The sole truth is, Walmart was not competitive. They simply couldn't beat Aldi, Lidl, Edeka,... The result was rundown, ugly Walmarts
Juan Bell
I'm being weirded out by Walmart not being able to adapt to different cultures in order to generate profit.
This is way more plausible, if anything a business like Walmart would just change their ways in countries where it wouldn't work if it was a problem.
They do it in Poland because it is your stuff, I worked in Auchan and we never did that shit over here.
Ethan Cook
honestly don't think thats it. I just think it's because other companies were already established. no point going to a new chain if the old ones work.
Christian Bell
I love chanting. Back when I took summer camps that taught kids programming, we would all gather in a massive circle and clap and chant the words of the company. It was so catchy I remember it now Camp! Camp ID tech! Camp! Camp ID tech!
Easton Collins
Can't even retake it from us and we're dumb as shit lol
Adrian Thompson
dear lord, this is worse than communism
Jordan Jackson
>every major retailer in Germany has a well developed distribution system across all of Germany Not true.
You should grow along the edges of your local monopolies generally speaking. If you want profitable growth. The picture is of supermarkets in Germany. Notice how you only have a few major players and those are clustered in different geographical areas to various degrees.
>GB, Sweden And they're generally speaking losing shekels there - happens when they face up against saturated markets like that. ICA tend to dominate in Swedish for example.

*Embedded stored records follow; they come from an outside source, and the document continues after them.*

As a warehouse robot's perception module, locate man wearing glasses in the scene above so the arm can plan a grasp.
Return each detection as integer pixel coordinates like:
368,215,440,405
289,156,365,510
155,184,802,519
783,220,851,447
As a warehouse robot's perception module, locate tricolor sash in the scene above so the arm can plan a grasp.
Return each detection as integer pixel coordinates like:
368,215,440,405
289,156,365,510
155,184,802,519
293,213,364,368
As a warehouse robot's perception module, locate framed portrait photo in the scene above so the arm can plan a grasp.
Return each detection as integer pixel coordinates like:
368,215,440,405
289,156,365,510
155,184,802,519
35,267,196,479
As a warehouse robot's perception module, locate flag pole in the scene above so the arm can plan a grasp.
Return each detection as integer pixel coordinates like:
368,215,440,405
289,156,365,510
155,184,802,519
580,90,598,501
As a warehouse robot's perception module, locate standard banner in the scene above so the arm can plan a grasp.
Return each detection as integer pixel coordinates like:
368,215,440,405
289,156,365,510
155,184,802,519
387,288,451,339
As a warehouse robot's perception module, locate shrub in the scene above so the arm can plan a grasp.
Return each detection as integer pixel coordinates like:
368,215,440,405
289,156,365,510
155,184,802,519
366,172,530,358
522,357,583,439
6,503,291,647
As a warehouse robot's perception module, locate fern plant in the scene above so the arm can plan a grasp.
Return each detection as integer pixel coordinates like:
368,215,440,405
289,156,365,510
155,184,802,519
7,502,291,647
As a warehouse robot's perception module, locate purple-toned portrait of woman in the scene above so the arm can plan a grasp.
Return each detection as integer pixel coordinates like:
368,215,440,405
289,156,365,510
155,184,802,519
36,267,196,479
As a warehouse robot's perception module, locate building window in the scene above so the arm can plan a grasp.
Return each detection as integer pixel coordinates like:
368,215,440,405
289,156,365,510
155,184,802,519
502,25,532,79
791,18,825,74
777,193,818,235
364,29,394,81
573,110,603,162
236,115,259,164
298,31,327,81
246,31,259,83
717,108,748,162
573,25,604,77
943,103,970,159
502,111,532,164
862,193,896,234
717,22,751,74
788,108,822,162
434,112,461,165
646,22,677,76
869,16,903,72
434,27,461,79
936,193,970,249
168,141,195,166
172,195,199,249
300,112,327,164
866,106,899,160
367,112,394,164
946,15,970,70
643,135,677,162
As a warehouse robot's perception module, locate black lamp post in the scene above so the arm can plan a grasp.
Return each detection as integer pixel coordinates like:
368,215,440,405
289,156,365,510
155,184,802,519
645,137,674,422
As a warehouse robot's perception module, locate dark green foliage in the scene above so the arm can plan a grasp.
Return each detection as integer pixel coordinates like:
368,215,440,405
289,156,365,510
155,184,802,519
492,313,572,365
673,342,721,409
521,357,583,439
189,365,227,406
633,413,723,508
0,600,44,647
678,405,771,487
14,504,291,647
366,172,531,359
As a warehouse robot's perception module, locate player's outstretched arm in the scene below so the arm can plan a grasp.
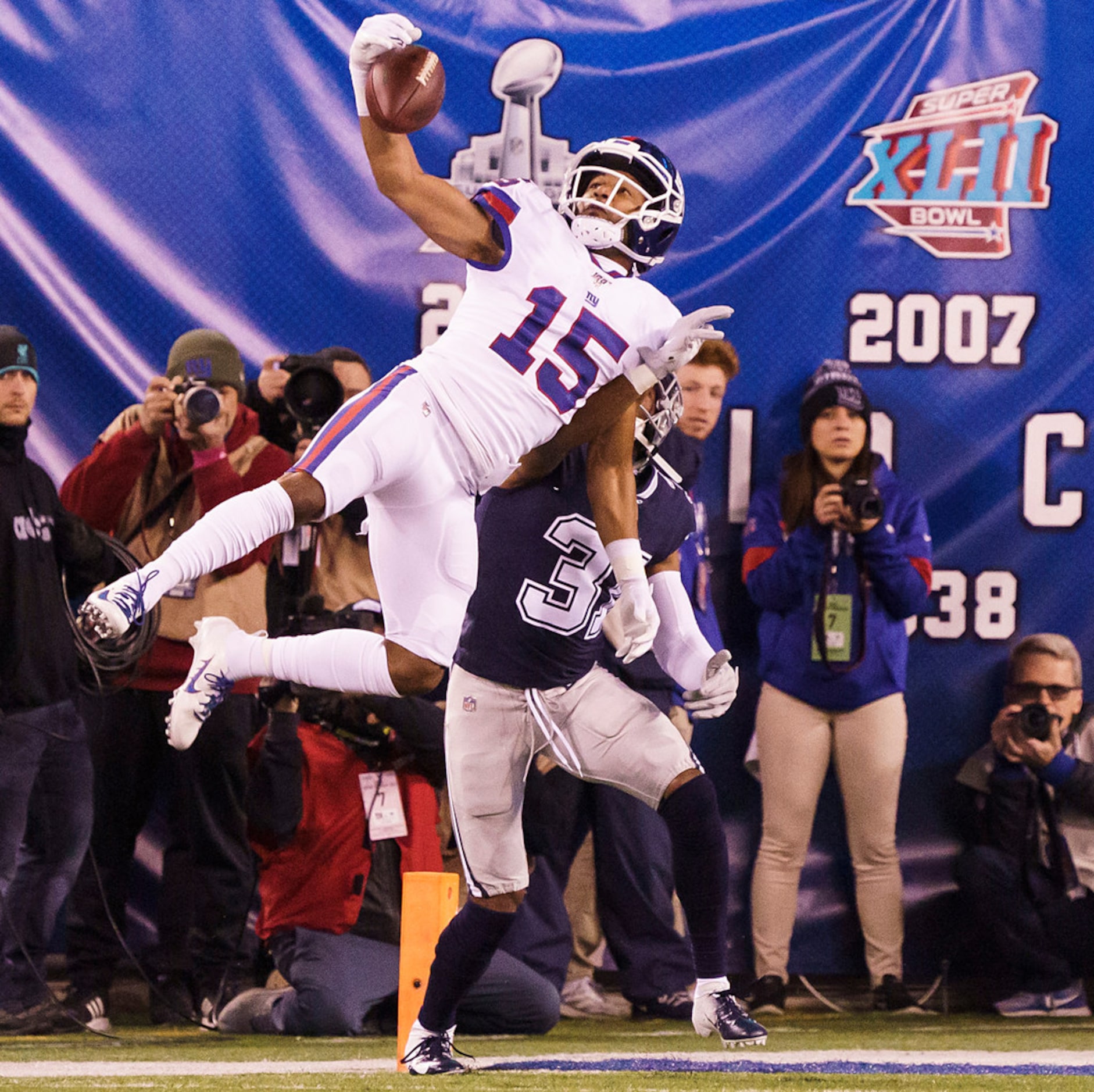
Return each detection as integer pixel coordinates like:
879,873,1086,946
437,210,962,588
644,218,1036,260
585,408,657,663
349,14,503,265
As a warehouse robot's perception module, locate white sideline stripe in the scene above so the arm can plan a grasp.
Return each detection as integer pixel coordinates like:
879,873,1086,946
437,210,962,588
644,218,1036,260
6,1047,1094,1079
0,1058,394,1079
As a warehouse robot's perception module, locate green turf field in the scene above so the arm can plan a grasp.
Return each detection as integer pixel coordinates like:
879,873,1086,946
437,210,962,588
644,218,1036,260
6,1014,1094,1092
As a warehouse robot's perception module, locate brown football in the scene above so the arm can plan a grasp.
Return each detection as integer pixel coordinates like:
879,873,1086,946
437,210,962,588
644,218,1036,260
364,46,444,133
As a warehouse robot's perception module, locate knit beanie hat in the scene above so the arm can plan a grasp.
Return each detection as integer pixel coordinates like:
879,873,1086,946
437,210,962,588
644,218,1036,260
798,360,870,444
0,326,38,383
167,329,245,396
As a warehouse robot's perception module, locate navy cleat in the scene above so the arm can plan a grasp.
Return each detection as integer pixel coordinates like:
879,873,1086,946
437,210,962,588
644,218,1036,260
77,569,159,641
401,1020,467,1077
167,616,239,751
691,989,767,1046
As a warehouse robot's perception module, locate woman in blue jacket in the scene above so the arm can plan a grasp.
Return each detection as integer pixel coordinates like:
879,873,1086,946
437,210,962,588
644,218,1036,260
743,360,931,1012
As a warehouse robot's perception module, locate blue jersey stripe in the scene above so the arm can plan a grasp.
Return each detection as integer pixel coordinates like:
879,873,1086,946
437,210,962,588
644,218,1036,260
291,365,414,474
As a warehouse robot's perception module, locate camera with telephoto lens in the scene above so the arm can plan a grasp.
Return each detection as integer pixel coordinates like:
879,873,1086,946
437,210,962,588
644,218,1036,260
175,379,224,428
840,478,885,523
278,354,346,440
1016,701,1052,741
258,595,393,762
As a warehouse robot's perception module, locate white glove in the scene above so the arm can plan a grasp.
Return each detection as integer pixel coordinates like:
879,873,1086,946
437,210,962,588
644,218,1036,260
349,13,421,117
626,305,733,394
684,649,737,720
613,573,661,663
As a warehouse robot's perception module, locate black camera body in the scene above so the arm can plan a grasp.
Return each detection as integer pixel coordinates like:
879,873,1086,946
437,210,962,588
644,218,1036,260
278,354,346,440
175,377,224,428
1015,701,1052,742
840,477,885,523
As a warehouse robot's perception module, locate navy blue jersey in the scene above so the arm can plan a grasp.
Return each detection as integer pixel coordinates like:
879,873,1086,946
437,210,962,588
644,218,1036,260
455,449,695,690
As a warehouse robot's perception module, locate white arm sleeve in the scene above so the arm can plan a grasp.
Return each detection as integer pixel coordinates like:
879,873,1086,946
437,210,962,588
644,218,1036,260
650,569,714,690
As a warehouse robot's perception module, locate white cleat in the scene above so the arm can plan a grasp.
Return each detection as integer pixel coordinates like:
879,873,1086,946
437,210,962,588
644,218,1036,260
78,569,159,641
167,616,239,751
402,1020,467,1077
691,989,767,1046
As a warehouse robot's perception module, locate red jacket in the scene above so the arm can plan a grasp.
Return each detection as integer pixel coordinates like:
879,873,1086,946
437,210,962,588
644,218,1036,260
60,404,291,693
251,721,441,940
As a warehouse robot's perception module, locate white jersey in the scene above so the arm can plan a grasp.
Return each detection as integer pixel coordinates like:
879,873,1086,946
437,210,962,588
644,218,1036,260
410,180,680,491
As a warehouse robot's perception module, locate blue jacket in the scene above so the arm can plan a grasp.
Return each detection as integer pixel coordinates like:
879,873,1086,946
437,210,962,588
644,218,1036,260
742,461,931,710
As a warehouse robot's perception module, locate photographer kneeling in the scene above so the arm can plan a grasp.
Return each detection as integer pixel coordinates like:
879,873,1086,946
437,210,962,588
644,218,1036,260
218,611,559,1035
957,634,1094,1016
742,360,931,1014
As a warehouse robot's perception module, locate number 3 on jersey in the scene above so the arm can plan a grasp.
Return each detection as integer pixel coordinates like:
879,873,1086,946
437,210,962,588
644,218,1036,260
516,512,613,640
490,288,627,413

>he spread his low tier DNA in the US i'll have you know i still have my grandparents' NSADP papers certifying their aryan purity
nice try fritz but your amerimutt memery is no match for me
Eli King
Notice how the growth is clustered locally.
Adrian Collins
I can't even say what your sourceless chart is even about but it sure didn't prove anything you've stated. The biggest market share as of 2017 had the Edeka Group with 23,5%, then there's the REWE Group with 17,5%, the Schwarz Group, the Aldi Group and the Metro Group. Please present proof that these retailers have "local" monopolies but keep in mind that we're not living in the fucking 19th century anymore. A Hartz IV recipient won't shop in an Alnatura just because the Penny is 200 metres further away. People are extremely mobile especially in urban environments and nearly everybody in rural areas has a car and tends to shop according to his income. Transportation is extraordinarily cheap (maybe not as cheap as in the fucking 60s you dumb boomer but still cheap).
Imagine now the total number of stores is over 4,000, it feels like every town of over 10,000 has one
Evan Lewis
I know a bunch of people who worked at Walmart, and they never did group stretching or chanting. It sounds like that one store was trying to apply common Japanese corporate practices.
Matthew Gonzalez
you will notice that aldi and lidl on the hand are doing pretty well in the usa.